Malgré ces deux semaines passées en réanimation à Bayonne, qui m’ont paru être une éternité, je n’étais pas au bout de mes peines. Au contraire, ce n’était que le début d’une toute nouvelle vie, bien plus contraignante et compliquée que la précédente. Pour rendre cela moins difficile moralement, physiquement et même financièrement, nous avons  décidé avec ma famille de me rappatrier dans le sud-est. Cette solution permettait d’avoir la visite plus régulière de mes proches et amis et surtout garder le moral, l’élément indispensable pour continuer d’avancer! Pour ce faire, il a d’abord fallut choisir un moyen de locomotion: soit l’ambulance avec huit à dix heures de route, plus le risque d’endommager la moelle épinière déjà fortement sollicitée par l’opération deux semaines plus tôt. Soit prendre l’avion, de type vol commercial avec des passagers lambdas et un espace aménagé spécialement pour le personnel médical et moi. Finalement ce fut ni l’un ni l’autre, la compagnie qui s’occupe des rapatriements d’urgence et des transferts de patients « lourds » préféra opter pour un jet privé de type Falcon. Un second voyage aérien, le premier étant le vol en hélicoptère de la plage où j’ai eu l’accident jusqu’à l’hôpital de Bayonne, où je n’ai pas eu l’occasion de profiter de cette attraction. Le jour du départ, je n’avais pas vu la lumière extérieure depuis plus de deux semaines. Quel plaisir de sentir l’air frais et de voir l’hôpital dans lequel j’ai été opéré ( bien plus grand que l’hôpital imaginaire dans lequel ils faisaient du trafic d’organes).
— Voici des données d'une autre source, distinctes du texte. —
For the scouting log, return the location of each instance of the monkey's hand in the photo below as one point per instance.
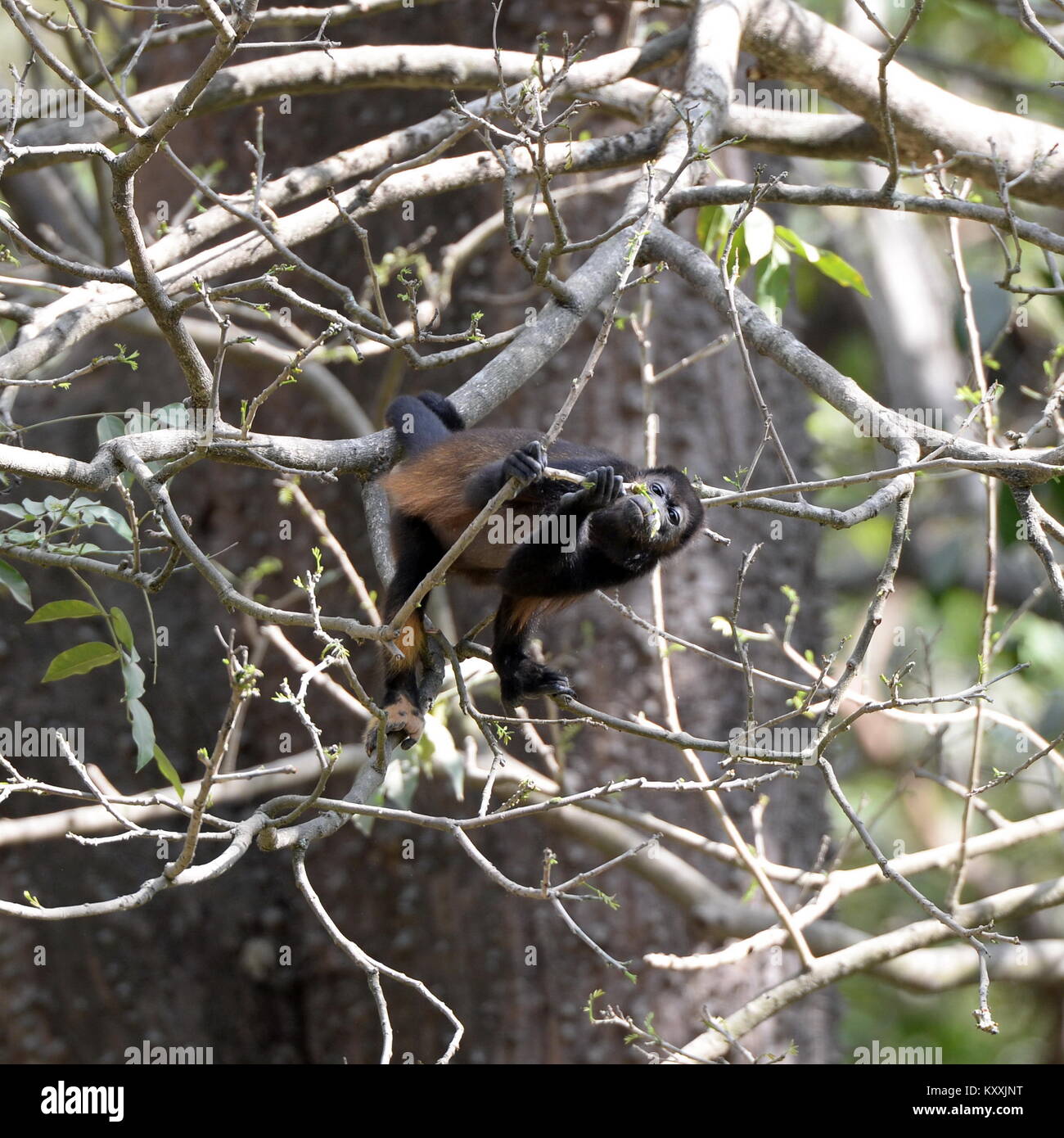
(404, 721)
(606, 490)
(526, 464)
Un petit tour d’ambulance jusque qu’à  l’aéroport de Biarritz puis le vol, direction Cannes, dans un brancard coquille, accompagné de mon équipage de choc, composé d’un médecin, un infirmier et le pilote. Une fois arrivé au sol, une ambulance nous attendait déjà, il faisait un temps magnifique, un grand ciel bleu, et une température qui ne donnait pas du tout envie de rentrer, une fois de plus dans un nouvel hôpital pour y passer des semaines entières.